Most of all, they argue with individuals who say that college would really connect with the typical student if only schools and professors would adjust to their “learning styles,” which means using computers, the internet, and other modern technologies rather than antiquated things like books and lectures. Côté and Allahar are highly skeptical that disengaged students will catch fire just because professors adopt the new digital media and use them to supplement or even replace the traditional pedagogical methods.
One author whose work they find particularly galling wrote that professors should abandon lecturing in favor of “collaborative techniques that have been made possible by the Internet, and platforms like Facebook and wikis.” The trouble with that notion, Côté and Allahar respond, is that none of that is of any use unless students first have knowledge of the subject matter:
Even if all of the relevant information were on the Internet, which is not the case, how many students would spend the enormous amount of time it would take to learn the history of educational philosophy by surfing it? And without this knowledge, how are they going to know what to look for?
Similarly, neither on-line courses or podcasts solve the essential problem. Just because students may be “digital natives” does not mean that they will eagerly absorb course material presented to them on their computer screens. While the new technologies can be helpful teaching aids, their use is no panacea for the weak reading and analytical skills of what Professor Mark Bauerlein calls The Dumbest Generation (Côté and Allahar reference his book), much less the attitude fostered through the years of lower education that schooling should be easy and enjoyable.
That brings us to the authors’ recommendations. Key among them are stopping the practice of grade inflation, both in high schools and universities, adopting university entrance exams that demand at least a minimal level of literacy of students before they’re admitted, requiring that senior administrators do some teaching, and implementing exit exams for students, compelling them to demonstrate that they have attained at least a minimum level of proficiency.
Lowering Higher Education is a sharp defense of the university as a place for higher learning rather than a glorified high school offering a thin gruel of pseudo-vocational training. My only quibble with the book is that the authors don’t go far enough in showing that the training students often get is in fact pseudo-vocational.
Large numbers of students enroll in generic “business” programs, sometimes with specific occupational tracks, such as hotel and restaurant management. As a recent article in The Chronicle of Higher Education showed, however, many business majors take an “Easy Does It” approach. So do their professors. Does this kind of non-stressful business preparation do much that a company’s training program wouldn’t do better and at far lower cost?
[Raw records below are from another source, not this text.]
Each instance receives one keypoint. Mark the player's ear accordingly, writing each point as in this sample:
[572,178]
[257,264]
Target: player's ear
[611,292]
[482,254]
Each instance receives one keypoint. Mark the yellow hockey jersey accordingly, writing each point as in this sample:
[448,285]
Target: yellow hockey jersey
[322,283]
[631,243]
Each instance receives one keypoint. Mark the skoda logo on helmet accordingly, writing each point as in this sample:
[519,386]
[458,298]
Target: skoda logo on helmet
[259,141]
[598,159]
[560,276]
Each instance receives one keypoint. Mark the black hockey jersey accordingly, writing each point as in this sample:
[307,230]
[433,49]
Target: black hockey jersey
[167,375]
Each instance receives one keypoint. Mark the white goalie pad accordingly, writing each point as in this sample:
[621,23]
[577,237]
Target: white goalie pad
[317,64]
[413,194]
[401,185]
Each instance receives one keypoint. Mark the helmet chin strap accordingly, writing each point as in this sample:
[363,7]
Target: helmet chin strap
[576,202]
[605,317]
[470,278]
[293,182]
Harrah’s, for example, has an intensive training program for newly hired managers. A young person who is interested in a career in the gaming industry might be better off applying directly for that, as opposed to taking a university program like Casino Resort Studies. Even if university casino management programs were as good or better than the training done in the industry itself, that still wouldn’t be a good reason for universities to clutter the curriculum with them. If they’re just pseudo vocational training, that clinches the argument.
That’s a point worth further investigation. In any case, Lowering Higher Education stands strongly for the idea that our colleges and universities have gotten way off track.